As I have said, tuberculin tests take five days. We inject one day, then skip a day, and on the third inject the cases found negative with a stronger solution; then we skip another day and on the fifth get our final negative cases—those thought not to have an infection and never to have had one. A positive reaction, showing that a person has, or has had, tuberculosis, is revealed by a small and slightly raised pink circle around the site of injection. The confused natives thought that the pink circle was the desirable thing, and they would strut proudly away to show their friends. It was very difficult to make the final negatives understand that they had had the full works—for where was the pink spot they were after?

Well, we had been at it four days, and the course was almost over. Then who should show up but several native teachers with a note from the Seventh Day Adventist white missionary, asking us to inject his people. We knew that we wouldn’t have time to finish the five-day job, but a single injection to the new lot might prove something. Also one always wants to sustain a white man’s authority before the natives, and it wouldn’t do to refuse this request. Remember, the Malaitamen thought that our tests were a cure, for God knows what—tuberculosis or leprosy or yaws, it was all about the same, so long as they got the magic “neela.” No, one jab wouldn’t do them any harm; it might buck them up spiritually. So on that sophistry, we decided to inject the Adventist’s choice.

To complicate matters, we had been obliged to refuse injections to the multitude of natives who had come after the first day, and they were pretty sullen about it. Who could blame them, considering their long trudge over mountaintops, probably without food? They gathered around us with black scowls, inwardly wondering why if five days did a lot of good, four or three wouldn’t do some good, anyhow. Then the word got around that we were making an exception in favor of the Adventist crowd—and things started to boil.

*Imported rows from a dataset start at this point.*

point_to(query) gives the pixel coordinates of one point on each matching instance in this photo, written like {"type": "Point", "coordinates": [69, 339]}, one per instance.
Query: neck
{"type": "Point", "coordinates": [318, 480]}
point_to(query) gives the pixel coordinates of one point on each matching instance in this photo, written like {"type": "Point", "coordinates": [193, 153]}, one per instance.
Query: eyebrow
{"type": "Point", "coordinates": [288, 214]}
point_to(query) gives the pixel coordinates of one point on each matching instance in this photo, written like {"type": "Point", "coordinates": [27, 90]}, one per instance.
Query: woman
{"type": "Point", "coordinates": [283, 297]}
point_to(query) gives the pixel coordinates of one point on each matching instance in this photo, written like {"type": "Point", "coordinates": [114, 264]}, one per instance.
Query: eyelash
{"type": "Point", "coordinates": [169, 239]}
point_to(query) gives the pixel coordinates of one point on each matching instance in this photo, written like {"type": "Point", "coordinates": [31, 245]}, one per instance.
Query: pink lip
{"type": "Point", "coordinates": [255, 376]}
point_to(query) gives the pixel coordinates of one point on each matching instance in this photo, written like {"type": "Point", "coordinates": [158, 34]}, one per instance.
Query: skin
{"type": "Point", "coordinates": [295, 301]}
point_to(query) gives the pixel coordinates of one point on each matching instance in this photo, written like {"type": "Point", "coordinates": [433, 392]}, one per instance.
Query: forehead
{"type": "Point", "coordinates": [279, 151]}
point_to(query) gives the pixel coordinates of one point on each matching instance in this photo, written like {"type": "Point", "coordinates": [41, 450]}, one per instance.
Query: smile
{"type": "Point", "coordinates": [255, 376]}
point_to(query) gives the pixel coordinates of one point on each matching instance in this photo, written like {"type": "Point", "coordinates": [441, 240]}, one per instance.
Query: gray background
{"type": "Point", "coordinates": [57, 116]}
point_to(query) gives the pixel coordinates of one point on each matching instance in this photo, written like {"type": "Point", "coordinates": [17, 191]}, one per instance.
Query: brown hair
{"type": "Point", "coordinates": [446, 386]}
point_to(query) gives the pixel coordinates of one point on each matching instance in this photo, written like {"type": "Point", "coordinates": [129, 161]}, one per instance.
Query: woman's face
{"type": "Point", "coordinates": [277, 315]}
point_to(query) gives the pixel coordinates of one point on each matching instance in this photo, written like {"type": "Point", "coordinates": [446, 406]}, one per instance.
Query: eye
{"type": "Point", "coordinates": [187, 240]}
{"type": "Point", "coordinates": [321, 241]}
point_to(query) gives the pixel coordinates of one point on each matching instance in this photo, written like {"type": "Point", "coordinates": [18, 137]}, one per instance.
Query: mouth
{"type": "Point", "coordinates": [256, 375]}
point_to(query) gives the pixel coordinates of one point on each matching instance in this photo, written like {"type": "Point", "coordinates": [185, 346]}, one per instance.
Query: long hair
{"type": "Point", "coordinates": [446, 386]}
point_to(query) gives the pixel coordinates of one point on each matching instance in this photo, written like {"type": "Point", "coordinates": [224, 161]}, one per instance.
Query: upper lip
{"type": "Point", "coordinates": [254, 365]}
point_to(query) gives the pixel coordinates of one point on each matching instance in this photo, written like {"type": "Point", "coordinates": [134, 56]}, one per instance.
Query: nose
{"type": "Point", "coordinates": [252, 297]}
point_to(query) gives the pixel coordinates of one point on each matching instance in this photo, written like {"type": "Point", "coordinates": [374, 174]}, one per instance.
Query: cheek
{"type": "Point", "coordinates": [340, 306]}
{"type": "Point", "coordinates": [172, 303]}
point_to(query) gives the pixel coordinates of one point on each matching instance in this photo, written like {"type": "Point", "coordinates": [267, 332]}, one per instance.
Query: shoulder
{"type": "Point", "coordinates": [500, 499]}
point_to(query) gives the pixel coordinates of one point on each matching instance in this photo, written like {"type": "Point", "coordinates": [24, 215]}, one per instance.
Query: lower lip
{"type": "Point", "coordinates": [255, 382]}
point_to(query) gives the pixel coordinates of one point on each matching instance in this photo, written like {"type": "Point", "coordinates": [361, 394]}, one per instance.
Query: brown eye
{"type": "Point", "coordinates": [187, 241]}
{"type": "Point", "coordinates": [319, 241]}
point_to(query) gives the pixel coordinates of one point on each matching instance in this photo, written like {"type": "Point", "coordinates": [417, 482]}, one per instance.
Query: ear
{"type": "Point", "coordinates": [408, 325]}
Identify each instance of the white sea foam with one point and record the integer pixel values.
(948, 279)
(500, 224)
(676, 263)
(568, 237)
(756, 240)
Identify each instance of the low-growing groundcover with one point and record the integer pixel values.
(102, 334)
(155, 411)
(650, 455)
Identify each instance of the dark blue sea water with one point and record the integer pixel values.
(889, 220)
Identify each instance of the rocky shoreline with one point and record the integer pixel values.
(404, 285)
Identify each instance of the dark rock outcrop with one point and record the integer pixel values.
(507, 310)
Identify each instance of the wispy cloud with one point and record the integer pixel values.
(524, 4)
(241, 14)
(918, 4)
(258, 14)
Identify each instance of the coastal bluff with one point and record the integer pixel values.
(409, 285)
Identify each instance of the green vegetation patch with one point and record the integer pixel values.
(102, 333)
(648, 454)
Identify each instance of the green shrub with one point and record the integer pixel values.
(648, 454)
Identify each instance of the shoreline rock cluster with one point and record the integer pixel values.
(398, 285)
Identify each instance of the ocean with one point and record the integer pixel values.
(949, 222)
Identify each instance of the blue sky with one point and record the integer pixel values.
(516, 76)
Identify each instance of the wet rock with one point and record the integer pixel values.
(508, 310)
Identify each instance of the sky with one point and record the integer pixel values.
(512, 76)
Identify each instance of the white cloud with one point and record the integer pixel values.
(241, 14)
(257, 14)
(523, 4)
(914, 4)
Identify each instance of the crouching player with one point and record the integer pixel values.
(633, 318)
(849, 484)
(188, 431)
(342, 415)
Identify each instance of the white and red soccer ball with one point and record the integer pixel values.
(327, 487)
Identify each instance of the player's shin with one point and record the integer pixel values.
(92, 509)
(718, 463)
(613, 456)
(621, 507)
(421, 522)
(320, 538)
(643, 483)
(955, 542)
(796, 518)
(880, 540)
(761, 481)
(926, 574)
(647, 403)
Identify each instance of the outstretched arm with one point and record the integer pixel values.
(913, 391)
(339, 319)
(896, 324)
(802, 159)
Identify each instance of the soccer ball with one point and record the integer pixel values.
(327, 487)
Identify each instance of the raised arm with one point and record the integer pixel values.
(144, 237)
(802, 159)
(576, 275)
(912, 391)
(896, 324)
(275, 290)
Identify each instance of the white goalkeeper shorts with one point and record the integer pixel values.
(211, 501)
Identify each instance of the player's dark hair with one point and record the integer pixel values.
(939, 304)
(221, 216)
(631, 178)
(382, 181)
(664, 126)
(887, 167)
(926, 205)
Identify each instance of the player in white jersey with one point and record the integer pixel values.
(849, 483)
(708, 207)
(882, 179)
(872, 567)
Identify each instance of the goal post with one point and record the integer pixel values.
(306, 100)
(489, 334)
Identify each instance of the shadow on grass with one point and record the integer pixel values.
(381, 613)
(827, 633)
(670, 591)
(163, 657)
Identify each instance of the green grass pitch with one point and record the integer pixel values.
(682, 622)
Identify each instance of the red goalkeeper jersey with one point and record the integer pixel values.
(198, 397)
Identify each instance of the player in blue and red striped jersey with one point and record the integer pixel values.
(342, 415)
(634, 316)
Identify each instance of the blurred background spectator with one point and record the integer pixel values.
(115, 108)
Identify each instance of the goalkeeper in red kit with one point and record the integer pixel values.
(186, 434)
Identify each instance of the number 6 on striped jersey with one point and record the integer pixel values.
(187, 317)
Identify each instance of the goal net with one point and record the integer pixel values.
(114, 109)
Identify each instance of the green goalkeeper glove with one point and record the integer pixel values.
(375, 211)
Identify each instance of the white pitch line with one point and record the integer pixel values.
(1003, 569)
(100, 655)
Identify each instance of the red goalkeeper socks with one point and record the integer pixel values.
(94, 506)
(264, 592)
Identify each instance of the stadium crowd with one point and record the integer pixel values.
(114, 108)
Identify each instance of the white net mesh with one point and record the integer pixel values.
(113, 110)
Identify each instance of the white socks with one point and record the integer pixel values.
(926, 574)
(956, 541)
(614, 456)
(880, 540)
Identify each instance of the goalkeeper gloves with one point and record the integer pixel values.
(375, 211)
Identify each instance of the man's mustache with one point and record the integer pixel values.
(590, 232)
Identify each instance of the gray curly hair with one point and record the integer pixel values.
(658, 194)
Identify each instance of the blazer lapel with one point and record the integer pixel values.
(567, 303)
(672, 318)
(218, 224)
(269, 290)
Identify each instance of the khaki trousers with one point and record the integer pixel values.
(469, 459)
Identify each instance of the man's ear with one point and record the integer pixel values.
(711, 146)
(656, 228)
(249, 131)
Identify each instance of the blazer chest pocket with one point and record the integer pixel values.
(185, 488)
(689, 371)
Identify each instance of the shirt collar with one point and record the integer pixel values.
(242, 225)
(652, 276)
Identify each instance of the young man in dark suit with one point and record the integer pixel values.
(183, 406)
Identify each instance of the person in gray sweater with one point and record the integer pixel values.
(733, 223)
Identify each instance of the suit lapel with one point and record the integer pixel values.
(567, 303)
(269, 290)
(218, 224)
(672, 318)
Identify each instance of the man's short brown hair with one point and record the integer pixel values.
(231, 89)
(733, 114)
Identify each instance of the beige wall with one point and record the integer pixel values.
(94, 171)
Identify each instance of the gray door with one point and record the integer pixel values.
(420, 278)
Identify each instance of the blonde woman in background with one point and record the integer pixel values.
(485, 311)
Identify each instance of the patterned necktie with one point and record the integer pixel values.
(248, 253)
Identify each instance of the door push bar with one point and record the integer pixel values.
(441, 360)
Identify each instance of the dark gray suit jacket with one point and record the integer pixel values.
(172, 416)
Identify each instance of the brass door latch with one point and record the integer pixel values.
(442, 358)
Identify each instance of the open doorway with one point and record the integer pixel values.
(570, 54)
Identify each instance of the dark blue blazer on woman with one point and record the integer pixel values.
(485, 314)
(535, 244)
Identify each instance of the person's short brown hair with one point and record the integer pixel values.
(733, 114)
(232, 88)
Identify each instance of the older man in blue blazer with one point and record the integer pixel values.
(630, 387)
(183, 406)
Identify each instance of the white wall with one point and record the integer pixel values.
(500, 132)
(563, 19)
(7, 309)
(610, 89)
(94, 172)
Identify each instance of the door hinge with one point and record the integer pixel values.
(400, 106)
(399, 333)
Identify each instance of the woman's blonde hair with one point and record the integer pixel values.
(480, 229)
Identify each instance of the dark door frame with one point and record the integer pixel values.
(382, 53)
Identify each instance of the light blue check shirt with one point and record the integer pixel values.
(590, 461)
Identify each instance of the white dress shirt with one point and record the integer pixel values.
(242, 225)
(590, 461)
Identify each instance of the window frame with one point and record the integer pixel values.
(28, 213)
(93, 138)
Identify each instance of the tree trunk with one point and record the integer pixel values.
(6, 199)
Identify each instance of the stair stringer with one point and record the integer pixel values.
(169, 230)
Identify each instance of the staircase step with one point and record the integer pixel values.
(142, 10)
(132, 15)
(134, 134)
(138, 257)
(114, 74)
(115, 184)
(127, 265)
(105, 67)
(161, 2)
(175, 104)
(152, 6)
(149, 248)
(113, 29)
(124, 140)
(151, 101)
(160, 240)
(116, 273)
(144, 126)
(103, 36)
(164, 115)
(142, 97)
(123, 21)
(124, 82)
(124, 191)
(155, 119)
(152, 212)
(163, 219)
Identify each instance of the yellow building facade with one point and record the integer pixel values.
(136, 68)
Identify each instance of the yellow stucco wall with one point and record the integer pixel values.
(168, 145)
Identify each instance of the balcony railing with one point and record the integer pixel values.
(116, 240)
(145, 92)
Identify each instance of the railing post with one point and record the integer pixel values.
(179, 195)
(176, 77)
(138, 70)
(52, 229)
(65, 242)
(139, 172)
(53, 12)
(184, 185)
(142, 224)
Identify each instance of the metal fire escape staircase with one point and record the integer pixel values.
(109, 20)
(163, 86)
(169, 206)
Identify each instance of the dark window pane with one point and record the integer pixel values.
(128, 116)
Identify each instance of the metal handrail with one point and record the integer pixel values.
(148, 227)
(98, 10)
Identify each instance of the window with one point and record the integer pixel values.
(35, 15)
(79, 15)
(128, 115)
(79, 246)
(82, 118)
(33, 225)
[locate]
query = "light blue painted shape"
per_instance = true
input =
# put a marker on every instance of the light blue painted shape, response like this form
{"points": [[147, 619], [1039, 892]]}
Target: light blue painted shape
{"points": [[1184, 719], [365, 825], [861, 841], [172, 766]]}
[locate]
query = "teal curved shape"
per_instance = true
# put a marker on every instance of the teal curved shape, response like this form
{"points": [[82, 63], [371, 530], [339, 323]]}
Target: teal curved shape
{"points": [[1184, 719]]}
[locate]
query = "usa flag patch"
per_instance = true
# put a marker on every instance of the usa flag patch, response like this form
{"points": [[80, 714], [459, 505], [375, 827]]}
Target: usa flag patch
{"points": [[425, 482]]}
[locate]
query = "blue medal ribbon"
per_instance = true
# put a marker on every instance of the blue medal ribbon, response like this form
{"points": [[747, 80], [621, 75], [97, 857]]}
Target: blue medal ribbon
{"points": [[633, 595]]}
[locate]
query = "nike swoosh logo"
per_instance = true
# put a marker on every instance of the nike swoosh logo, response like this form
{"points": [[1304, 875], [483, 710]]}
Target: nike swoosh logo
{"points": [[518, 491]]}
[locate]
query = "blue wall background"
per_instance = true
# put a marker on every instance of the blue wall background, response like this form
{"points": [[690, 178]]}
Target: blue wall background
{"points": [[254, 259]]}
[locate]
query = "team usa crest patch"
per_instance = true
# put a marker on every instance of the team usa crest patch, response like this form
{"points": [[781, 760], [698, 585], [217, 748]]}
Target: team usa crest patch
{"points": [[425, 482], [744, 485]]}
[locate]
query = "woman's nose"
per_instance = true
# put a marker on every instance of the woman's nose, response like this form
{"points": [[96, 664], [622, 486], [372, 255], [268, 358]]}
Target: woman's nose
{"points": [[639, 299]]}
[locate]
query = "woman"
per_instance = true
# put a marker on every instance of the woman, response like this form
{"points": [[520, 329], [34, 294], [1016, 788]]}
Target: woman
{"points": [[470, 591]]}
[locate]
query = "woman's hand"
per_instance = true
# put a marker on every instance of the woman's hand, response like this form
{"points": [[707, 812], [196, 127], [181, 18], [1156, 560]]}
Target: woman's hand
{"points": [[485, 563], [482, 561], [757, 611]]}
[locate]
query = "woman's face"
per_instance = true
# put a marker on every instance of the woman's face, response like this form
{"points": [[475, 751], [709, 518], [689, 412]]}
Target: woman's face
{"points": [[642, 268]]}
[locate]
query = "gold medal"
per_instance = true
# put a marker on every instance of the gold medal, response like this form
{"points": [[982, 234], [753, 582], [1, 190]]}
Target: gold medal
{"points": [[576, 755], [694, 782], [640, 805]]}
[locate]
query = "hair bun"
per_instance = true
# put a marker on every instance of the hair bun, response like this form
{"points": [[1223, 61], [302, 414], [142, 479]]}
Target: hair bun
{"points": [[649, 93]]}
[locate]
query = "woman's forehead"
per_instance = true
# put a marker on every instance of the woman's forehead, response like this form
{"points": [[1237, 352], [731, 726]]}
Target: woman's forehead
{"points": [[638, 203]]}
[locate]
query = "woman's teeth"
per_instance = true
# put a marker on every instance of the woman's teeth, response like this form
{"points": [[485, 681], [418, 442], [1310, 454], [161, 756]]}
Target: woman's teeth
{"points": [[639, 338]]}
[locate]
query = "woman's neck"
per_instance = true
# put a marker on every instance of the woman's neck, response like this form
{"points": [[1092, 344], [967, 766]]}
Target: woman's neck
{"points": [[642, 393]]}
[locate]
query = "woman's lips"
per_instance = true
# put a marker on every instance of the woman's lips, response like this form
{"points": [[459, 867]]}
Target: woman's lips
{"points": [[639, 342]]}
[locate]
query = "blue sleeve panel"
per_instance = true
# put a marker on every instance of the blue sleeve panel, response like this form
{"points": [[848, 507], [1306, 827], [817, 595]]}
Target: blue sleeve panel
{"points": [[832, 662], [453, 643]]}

Newcomers had been flocking in daily, and in front of our “house takis” there was a jam almost as far as one could see: black, ugly faces, determined to have their share of injections, if we started another lot. We had already tested about 1,500, and eight native policemen had guarded us every minute of the time. They changed guard every hour, with impressive swinging of rifles, always with fixed bayonets. I was soon to realize good old Barley’s common sense in sending them along under John White’s direction, for John knew his job.

But here we were on a tough spot. I had promised to inject the Adventist’s natives. Looking around at the angry black men, crowding in on us, I changed my mind. Not only did we have to save our own skins, but if the mob set on us the Adventist converts would be the first to go. I had thought that the native police were a joke, until I saw them spring into line. I yelled to an interpreter, “Tell the Adventists that we haven’t got time!”

He told them. Arms flourished and waved and there was a deafening racket from a thousand husky throats. “Neela! Neela! Me want im neela!” The noise was so great that John White had to shout in my ear, “Better give it to them. Just jab them any way, never mind if it doesn’t mean anything. If you don’t treat them all, and the mission natives especially, they’ll certainly kill the lot of us.” I stood my ground with nothing more defensive than a hypodermic syringe. Maybe it was long medical discipline that made me shake my head; I wasn’t going to waste a batch of expensive tuberculin on any wholesale fake. “What have we got an armed guard for?” I asked.

Much to my surprise the native police began doing their duty. With bayonets leveled they formed a rough cordon between us and the mass of howling hill-fellows. Then we stood not upon the manner of our beating, but beat it at once, an undignified scramble into the otter boat and a frantic paddling back to the ship. A bedlam of threatening yells followed us out to sea.